I’m really surprised they were able to get away with a PG-13 rating with all of its dark material, which deals with subjects such as mental illness, grief, death, trauma, and explosives. While I have no issues with films that are willing to be bleak and dark, it felt like an R-rated film to me, which is high praise. I’m going to give the film three and a half stars because of the run-time. At times, it really gets bogged down and can feel tedious. In the end, this is a very enjoyable look at Batman from director Matt Reeves. The way the film is shot is absolutely brilliant. The dark, brooding cinematography and tone were very much appreciated. I really, really liked “The Batman.”
* * * ½ out of * * * *
4K Info: “The Batman” is released on a three-disc 4K Combo Pack from Warner Brothers Home Entertainment. It has a running time of 176 minutes and is rated PG-13 for strong violence and disturbing content, drug content, some language, and some suggestive material. One disc is the 4K, another disc is the Blu-ray, and there is an entire Blu-ray disc devoted to the special features, which are over two hours long!
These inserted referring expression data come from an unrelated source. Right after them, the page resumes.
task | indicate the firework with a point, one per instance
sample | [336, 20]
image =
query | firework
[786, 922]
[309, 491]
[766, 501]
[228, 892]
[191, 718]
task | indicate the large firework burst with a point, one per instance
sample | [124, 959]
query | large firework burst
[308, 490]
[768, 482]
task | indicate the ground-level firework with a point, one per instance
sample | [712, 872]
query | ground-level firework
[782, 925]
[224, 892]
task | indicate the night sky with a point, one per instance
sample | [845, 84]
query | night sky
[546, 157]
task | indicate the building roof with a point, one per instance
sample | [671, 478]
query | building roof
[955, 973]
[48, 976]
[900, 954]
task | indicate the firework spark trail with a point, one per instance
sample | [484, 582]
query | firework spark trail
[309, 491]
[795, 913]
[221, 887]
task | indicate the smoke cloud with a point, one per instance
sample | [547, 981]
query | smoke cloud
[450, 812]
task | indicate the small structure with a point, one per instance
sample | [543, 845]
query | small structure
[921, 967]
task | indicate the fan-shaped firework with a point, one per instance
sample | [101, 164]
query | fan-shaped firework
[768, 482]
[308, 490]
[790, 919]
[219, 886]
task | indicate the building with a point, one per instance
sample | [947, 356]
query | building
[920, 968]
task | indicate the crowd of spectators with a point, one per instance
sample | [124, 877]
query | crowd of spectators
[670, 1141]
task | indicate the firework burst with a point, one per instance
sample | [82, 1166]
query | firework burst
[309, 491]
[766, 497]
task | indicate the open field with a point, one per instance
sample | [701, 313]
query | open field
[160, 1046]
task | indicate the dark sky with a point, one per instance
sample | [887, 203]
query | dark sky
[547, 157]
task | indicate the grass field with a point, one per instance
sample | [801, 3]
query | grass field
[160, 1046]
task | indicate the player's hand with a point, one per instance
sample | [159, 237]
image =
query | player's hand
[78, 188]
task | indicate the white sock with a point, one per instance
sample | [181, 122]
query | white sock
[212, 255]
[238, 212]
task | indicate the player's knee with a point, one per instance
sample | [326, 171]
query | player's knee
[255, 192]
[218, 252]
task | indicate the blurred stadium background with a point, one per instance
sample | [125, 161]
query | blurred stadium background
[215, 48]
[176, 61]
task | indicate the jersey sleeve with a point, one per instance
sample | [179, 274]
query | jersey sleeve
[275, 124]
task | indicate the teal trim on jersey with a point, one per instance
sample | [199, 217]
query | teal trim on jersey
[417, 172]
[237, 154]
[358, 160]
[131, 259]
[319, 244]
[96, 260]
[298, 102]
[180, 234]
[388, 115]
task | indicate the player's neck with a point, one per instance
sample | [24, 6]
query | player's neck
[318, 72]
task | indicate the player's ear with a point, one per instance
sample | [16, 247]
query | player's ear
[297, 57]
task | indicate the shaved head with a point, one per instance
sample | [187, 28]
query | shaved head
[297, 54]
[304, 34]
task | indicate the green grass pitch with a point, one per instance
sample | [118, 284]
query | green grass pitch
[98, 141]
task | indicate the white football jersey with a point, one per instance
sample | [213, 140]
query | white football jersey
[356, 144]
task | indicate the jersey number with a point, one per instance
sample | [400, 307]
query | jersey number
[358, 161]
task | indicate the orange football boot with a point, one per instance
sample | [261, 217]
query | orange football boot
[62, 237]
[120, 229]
Video Info: Released in 2160p Ultra High Definition, “The Batman” is simply stunning with its dark black imagery. It’s a remarkable 4K, and it’s exactly why the format is really finding its way into the homes of more hardcore film collectors. The film also comes with Dolby Vision. You won’t be disappointed by a single scene in this film. It’s breathtaking. For the Blu-ray, you get your usual 1080p High Definition. The special features come on a separate Blu-ray disc as mentioned earlier.
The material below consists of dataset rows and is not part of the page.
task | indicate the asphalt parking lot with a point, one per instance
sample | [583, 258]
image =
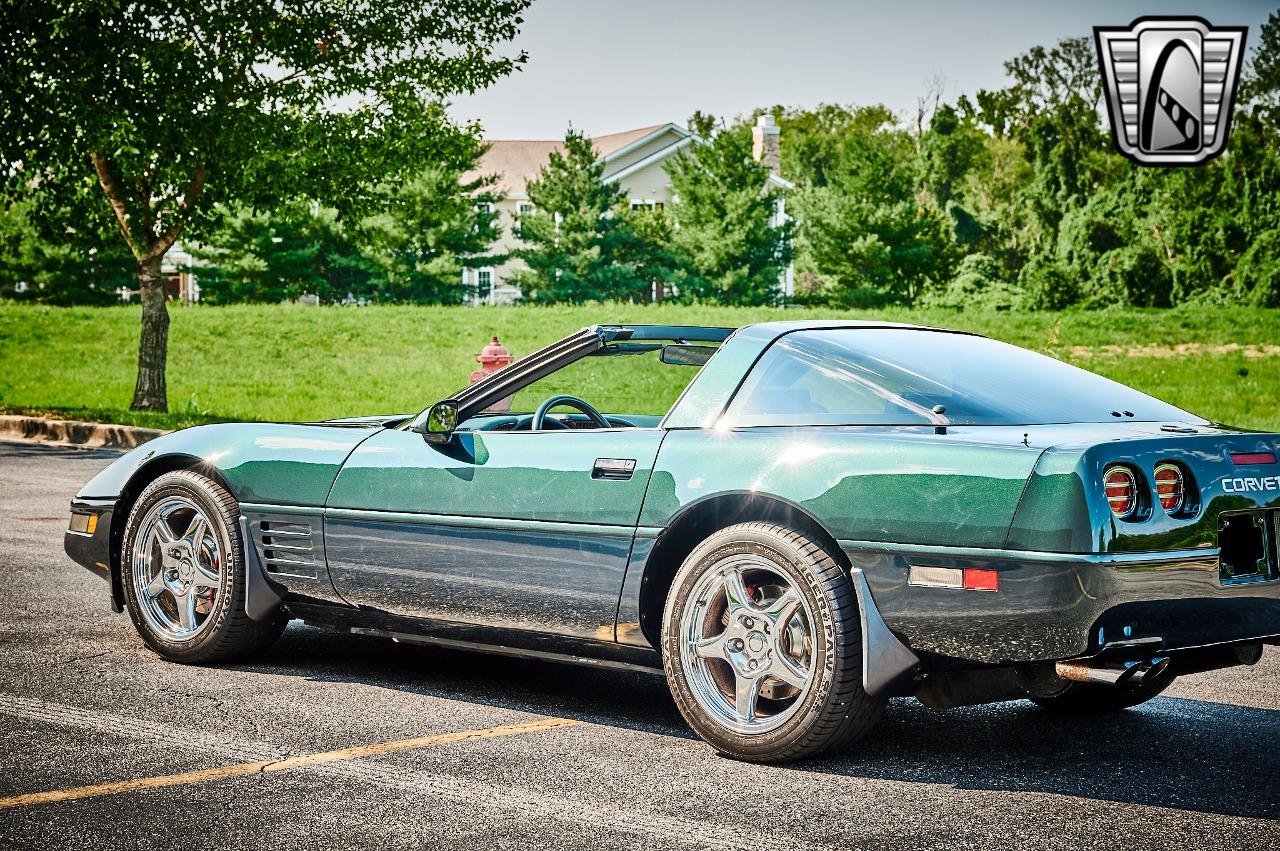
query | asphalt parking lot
[337, 741]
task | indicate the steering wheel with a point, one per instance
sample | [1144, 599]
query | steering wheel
[574, 402]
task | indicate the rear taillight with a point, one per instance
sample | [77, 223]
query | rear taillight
[1170, 486]
[1121, 488]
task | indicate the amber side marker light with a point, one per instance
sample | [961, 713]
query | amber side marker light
[1253, 457]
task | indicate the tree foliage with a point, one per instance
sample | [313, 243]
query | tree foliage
[726, 228]
[155, 113]
[577, 243]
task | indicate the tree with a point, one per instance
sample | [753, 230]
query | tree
[279, 255]
[867, 234]
[36, 266]
[725, 218]
[167, 109]
[434, 227]
[577, 246]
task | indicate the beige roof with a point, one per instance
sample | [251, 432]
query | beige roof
[517, 161]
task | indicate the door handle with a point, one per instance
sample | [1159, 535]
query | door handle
[616, 469]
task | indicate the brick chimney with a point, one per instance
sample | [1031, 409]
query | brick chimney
[764, 147]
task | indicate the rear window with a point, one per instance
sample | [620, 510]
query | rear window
[899, 376]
Audio Info: For the 4K and Blu-ray, you receive the following audio formats: Dolby Atmos-TrueHD: English, Dolby Digital: English Descriptive Audio, English, French, and Spanish. Subtitles are also in English, Spanish, and French.
Vengeance in the Making: A Making-of Documentary Featuring Cast and Crew
Deleted scenes with director’s commentary
Anatomy of a Car Chase featuring the Batmobile
The Batman: Genesis
Even though the film is incredibly lengthy, I’d love to watch it again. I really liked the direction they went with this film as far as the Riddler having an agenda behind his killings. I also thought the moral dilemma and the code Batman lives by was really tested throughout the film. It’s an impressive movie. I’m not going to discredit the work of Robert Pattinson in the film, as I thought he did a fine job, but it did feel like the film really didn’t allow him to show off more of his acting chops. He’s really hiding behind the Batman character. This might have been by design. However, I would have loved to have seen a performance that rivaled the film. Once again, maybe it was not the intention of the filmmaker or the people behind the film. Still, if you enjoy your superhero movies with a dark edge to them, you will not be disappointed by “The Batman.” There is no stone left unturned with the special features as well. Without question, this is a day-one purchase at your local retailer. I can’t wait to see what they come up with for the sequels.
**Disclaimer** I received a 4K/Blu-ray copy of this film from Warner Brothers to review for free. The opinions and statements in the review are mine and mine alone.